When power moves into the hands of a few, decent people commit unspeakable acts.
As we enter 2018, one thing is clear: just as we need it most, Americans’ commitment to democracy seems to be fading. Frightened by President Trump’s lies about the prevalence of voter fraud, a majority of Republicans say they’re open to the idea of postponing the 2020 election. Even more disturbing, one in six of us now say we’d settle for military rule.
It’s time American patriots face a hard but liberating truth: Democracy—governance accountable and responsive to the people—is not a choice; it's the only pathway to protect life on Earth as we’ve inherited it and to realize humanity’s potential. The reason is simple. Only democracy can call forth the best in us, while keeping our worst in check.
We need only look at what history has shown time and again to elicit the worst. It is democracy’s opposite, showing up in three conditions.
First, concentrated power. From Nazi Germany to Stalinist Russia to Maoist China, when power moves into the hands of a few, decent people commit unspeakable acts. Moreover, concentrated economic power itself saps the life out of a society, document UK social epidemiologists, as it correlates with a vast range of social and physical ills, from homicide to mental illness. Tightly held economic power also typically translates into political power, leading to the oxymoron “privately-held government.” In ours, a fraction of 1 percent of Americans gain vast influence by footing most of the billions our elections now cost.

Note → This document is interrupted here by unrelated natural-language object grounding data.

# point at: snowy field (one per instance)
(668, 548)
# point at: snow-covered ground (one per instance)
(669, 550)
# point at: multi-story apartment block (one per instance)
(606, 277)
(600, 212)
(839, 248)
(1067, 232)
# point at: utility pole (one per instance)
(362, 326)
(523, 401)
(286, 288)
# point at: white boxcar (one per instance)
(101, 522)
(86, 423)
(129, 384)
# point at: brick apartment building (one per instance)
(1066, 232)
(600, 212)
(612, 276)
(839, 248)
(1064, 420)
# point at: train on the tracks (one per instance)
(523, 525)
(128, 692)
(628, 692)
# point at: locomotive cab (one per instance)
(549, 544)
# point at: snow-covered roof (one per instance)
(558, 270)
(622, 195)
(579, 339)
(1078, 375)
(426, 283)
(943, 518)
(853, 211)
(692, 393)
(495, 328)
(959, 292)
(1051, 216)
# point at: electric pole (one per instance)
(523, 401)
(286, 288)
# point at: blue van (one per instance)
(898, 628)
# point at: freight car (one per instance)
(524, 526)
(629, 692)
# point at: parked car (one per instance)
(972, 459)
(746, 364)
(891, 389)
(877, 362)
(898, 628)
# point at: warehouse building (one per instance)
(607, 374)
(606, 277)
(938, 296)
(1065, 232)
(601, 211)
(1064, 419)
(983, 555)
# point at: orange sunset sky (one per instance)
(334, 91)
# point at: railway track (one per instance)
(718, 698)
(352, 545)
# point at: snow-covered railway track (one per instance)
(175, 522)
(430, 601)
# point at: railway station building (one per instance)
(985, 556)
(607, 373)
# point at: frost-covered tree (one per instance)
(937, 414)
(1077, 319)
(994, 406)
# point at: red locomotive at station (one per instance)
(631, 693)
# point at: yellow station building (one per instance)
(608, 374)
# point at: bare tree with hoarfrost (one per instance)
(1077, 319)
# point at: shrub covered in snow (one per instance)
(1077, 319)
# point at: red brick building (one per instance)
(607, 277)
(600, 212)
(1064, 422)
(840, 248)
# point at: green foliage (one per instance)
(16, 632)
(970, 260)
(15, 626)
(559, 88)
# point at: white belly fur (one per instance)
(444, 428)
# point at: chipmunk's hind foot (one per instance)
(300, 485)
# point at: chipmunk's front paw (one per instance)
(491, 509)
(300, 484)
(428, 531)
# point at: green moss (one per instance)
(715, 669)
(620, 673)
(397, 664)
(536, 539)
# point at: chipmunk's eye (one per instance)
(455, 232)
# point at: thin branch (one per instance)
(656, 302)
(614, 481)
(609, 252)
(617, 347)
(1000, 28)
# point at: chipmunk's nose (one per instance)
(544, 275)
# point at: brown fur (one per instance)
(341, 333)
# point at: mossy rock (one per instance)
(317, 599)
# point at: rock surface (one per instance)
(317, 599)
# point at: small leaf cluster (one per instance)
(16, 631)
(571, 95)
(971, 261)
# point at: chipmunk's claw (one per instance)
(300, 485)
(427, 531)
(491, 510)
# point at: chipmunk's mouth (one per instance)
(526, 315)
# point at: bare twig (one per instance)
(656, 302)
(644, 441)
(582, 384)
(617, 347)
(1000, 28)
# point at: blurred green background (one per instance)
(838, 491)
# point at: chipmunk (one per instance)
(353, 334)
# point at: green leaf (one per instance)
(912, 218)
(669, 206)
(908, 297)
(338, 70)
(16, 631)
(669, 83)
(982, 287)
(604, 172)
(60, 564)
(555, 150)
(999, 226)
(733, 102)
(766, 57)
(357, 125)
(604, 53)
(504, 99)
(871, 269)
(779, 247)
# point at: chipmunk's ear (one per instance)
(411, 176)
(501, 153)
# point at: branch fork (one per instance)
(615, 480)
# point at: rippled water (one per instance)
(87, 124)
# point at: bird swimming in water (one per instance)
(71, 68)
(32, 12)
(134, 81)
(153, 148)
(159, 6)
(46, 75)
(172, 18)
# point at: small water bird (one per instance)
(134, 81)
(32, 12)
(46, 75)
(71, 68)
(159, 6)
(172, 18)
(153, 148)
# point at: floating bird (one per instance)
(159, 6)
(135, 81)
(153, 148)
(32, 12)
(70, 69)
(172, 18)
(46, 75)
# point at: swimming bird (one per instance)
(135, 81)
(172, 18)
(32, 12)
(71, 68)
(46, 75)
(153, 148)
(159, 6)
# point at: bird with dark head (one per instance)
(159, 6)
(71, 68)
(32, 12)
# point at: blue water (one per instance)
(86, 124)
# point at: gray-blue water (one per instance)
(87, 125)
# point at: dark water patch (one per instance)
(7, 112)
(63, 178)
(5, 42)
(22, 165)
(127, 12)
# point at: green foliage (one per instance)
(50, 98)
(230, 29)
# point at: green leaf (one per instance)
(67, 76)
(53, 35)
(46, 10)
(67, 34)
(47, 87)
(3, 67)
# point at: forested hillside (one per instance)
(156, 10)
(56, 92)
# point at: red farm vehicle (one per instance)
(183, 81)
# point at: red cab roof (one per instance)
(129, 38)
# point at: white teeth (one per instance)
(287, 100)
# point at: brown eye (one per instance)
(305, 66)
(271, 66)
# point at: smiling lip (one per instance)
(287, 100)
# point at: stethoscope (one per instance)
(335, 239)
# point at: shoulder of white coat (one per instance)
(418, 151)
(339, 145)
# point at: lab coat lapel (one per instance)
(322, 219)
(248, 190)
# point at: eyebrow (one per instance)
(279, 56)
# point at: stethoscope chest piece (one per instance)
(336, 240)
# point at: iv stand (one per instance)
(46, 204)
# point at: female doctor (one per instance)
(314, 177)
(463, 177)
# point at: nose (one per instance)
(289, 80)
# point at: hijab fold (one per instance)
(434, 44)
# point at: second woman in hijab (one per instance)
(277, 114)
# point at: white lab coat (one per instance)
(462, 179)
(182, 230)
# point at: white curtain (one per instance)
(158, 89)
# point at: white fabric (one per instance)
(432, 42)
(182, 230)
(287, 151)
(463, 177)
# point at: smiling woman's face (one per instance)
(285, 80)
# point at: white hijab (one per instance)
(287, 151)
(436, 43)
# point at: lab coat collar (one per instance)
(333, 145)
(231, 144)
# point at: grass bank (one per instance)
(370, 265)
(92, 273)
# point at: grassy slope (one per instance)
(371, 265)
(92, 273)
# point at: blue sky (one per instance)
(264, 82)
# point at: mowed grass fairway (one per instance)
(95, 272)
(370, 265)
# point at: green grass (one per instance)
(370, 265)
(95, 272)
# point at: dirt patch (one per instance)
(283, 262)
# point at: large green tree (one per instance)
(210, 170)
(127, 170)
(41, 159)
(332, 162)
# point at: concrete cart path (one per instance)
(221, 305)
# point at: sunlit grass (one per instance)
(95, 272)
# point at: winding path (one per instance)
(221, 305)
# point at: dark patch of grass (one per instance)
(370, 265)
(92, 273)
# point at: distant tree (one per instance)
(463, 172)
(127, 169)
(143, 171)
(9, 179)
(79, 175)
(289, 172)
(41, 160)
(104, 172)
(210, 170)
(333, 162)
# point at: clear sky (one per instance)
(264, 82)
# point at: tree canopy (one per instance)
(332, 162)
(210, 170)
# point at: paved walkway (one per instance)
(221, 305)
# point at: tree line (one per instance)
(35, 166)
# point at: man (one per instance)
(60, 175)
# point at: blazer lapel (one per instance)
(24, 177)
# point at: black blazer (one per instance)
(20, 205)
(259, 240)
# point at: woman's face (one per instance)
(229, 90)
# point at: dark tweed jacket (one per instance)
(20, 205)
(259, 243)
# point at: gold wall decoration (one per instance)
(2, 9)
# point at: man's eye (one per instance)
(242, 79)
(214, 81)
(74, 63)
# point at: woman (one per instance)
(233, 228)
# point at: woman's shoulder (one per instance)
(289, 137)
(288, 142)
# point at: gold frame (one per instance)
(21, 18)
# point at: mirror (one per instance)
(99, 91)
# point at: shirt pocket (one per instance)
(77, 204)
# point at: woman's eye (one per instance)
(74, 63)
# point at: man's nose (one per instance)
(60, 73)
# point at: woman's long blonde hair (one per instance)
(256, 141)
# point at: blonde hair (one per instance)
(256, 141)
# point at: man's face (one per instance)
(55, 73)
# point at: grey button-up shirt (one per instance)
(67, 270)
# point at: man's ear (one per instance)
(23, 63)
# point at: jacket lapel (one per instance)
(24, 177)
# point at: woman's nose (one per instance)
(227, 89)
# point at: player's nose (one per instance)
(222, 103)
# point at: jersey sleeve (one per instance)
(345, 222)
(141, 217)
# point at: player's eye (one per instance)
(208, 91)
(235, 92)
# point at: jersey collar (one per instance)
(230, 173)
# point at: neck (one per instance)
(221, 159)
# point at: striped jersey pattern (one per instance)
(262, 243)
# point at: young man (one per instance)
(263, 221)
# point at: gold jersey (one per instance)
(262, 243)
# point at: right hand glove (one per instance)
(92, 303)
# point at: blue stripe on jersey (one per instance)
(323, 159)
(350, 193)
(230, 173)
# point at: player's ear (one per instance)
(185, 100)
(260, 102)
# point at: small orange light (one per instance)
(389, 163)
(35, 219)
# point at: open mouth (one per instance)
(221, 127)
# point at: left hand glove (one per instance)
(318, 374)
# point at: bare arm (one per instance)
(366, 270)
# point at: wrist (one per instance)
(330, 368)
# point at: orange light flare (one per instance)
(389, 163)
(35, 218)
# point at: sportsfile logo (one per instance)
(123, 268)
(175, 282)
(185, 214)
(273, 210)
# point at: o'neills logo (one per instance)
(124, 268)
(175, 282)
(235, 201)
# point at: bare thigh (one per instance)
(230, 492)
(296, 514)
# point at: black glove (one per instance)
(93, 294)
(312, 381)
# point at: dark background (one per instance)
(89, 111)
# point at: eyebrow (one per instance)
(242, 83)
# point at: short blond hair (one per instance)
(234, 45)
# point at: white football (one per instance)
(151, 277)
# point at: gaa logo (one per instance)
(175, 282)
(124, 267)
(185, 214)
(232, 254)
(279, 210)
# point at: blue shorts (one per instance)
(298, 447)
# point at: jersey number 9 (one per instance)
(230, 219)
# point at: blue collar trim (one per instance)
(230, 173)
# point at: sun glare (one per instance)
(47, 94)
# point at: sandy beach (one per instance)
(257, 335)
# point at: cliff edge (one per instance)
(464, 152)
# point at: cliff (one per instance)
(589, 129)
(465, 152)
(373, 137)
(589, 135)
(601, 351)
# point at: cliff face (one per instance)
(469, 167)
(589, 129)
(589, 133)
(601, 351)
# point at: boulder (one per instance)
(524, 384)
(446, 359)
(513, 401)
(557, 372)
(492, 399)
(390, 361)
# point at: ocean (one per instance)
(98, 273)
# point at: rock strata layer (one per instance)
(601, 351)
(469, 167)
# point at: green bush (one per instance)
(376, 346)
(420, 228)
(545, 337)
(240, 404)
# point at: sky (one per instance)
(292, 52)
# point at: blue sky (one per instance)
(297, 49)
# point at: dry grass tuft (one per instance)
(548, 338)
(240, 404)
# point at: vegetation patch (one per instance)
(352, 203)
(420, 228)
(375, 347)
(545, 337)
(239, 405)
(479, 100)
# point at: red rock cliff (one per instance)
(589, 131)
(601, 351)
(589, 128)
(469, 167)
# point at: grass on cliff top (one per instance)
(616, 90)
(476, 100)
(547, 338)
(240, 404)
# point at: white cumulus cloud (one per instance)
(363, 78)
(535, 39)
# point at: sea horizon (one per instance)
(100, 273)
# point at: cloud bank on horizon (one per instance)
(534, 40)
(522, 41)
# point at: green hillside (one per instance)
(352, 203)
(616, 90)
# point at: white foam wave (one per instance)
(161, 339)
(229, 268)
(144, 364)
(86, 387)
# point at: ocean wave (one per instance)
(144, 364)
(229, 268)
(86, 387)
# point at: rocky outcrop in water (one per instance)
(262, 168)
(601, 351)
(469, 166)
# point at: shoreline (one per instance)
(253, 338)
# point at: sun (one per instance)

Second, secrecy. Before the 2008 financial collapse, bankers were feverishly pushing risky financial “products,” and among their creators a favorite slogan was IBG, YBG: “I’ll be gone, you’ll be gone.” The traders knew they would be out the door before their schemes went south. Wall Street bankers are human, after all, and when we believe no one’s watching, we’re vastly more likely to behave badly. Thus, the danger in the Trump administration’s penchant for secrecy, from the president’s failure to disclose taxes to the GOP’s unwillingness to make proposed legislation available for open debate.